The Allmans became attracted to music after seeing a 1960 concert by R&B singer Jackie Wilson in Daytona Beach, FL, where the family had moved the year before. Using money from a paper route (augmented by his mother), Gregg bought a guitar, and taught Duane his first chords. Both played guitar in the bands they founded after returning to the military academy in their teens.
Their pro bands the Escorts and the Allman Joys, which favored R&B, blues and rock covers, found work on the Florida club circuit in the mid-‘60s; Gregg began playing keyboards in the latter unit. The Allman Joys were playing without success in St. Louis when Bill McEuen, manager of the Nitty Gritty Dirt Band, met them and offered to set them up in Los Angeles.
Renamed Hour Glass, the L.A.-based group cut two unsuccessful pop-oriented albums for Liberty Records in 1967-68. Duane chafed at the direction being forced on the combo and fled for Alabama, where he became a prominent session guitarist at FAME Studios in Muscle Shoals, AL. Gregg remained in L.A. to fulfill obligations to Liberty, but was summoned to Jacksonville, FL, in 1969 by his brother, who envisioned a new blues-based band with two guitarist and two drummers, featuring members of another local combo, the 31st of February.

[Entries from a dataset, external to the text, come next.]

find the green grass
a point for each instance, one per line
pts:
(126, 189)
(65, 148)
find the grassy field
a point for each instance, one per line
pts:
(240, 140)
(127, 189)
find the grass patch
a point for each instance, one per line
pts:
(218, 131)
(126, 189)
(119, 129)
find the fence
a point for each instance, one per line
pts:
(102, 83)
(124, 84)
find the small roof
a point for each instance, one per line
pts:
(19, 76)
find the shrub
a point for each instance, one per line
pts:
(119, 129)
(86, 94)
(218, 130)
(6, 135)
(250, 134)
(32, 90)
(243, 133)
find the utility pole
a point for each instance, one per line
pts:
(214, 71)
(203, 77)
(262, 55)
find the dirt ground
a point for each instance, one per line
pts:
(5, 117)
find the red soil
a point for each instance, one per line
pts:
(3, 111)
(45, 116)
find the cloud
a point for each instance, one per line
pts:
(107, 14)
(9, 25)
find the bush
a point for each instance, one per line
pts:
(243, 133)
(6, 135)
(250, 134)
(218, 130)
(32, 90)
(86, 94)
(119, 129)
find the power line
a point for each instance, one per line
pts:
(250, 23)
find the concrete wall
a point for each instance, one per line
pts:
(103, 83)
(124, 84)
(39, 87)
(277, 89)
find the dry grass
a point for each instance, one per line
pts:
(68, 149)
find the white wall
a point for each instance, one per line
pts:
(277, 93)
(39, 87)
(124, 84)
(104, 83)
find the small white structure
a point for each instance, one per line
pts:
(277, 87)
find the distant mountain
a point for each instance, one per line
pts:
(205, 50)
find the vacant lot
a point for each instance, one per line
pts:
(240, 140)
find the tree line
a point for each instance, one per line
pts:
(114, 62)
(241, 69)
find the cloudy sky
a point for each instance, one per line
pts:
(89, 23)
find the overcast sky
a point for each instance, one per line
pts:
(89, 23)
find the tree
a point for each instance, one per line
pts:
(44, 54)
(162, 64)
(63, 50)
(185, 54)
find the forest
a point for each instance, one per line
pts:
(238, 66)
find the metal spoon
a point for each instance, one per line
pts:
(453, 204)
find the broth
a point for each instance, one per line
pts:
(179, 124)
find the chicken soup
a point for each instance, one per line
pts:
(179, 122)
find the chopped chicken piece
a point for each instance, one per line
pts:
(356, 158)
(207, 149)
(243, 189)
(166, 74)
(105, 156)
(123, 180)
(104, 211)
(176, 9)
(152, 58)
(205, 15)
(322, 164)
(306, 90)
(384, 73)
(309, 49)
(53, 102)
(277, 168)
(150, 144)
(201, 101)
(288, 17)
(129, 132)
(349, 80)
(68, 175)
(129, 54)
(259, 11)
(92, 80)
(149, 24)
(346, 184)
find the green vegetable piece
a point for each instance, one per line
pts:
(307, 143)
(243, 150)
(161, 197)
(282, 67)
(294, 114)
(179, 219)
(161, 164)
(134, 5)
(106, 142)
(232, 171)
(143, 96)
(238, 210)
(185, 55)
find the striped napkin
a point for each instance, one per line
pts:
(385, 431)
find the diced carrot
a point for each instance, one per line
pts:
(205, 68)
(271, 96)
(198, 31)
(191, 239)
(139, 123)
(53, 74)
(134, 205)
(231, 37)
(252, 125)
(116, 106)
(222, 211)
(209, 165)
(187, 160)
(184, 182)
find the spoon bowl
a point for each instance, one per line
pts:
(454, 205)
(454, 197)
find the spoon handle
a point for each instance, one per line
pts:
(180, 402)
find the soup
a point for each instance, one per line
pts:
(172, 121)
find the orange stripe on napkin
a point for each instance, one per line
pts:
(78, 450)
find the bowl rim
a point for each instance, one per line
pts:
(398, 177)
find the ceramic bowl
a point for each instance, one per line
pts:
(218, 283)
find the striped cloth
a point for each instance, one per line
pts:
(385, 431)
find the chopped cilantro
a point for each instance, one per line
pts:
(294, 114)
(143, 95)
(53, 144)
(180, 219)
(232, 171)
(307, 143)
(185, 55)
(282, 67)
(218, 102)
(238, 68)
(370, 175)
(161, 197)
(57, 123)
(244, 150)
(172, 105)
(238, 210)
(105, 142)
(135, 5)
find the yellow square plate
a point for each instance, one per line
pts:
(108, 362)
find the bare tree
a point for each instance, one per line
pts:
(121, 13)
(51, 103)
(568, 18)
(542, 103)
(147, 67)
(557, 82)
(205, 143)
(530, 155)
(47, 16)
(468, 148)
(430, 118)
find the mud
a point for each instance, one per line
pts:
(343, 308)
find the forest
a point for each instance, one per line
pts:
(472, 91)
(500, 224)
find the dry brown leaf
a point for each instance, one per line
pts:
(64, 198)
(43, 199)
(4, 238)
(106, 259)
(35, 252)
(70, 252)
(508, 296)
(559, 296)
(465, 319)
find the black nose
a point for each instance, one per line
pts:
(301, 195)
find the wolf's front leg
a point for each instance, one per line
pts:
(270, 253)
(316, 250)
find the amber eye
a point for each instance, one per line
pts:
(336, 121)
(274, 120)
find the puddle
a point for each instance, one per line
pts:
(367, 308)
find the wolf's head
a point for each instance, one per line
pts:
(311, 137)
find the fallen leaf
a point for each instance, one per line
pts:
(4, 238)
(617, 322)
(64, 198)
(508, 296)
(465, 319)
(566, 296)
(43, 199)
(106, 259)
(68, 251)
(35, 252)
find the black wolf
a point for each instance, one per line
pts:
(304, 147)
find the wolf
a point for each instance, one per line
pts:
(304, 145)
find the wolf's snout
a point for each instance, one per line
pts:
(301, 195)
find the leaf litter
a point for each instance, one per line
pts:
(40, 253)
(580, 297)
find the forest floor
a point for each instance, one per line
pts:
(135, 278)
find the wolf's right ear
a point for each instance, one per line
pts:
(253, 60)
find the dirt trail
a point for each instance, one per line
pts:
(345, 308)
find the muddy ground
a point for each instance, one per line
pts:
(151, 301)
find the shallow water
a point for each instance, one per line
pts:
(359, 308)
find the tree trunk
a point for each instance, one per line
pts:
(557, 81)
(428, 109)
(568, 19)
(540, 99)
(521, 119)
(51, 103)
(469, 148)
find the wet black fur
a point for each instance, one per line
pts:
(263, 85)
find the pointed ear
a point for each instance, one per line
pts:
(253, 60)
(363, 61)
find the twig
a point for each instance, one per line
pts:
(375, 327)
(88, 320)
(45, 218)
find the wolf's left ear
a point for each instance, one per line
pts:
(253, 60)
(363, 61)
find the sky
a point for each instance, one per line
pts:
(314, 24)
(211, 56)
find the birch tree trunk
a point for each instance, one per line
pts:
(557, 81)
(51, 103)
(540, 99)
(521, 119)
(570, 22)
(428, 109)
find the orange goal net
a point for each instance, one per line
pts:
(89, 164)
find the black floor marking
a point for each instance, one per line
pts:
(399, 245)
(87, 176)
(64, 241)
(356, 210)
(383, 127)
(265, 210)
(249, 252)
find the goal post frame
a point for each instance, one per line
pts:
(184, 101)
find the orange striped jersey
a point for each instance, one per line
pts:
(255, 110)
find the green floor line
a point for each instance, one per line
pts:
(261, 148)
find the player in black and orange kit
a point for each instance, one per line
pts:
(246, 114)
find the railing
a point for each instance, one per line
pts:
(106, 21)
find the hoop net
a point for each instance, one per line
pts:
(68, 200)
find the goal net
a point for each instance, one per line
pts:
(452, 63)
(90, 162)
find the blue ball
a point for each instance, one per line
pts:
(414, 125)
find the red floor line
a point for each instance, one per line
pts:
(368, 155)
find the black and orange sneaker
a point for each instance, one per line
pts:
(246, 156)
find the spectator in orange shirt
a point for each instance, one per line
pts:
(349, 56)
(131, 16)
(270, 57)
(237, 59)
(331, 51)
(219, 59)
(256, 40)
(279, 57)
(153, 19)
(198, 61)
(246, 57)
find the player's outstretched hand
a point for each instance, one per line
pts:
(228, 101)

Calling themselves the Allman Brothers Band, the new unit – the Allmans, guitarist Betts, bassist Berry Oakley and drummers Butch Trucks and Jai Johanny “Jaimoe” Johanson – was signed by Otis Redding’s former manager Phil Walden for management and as an act on his Macon, GA-based label Capricorn Records. The group moved to Macon, which became its base for the duration.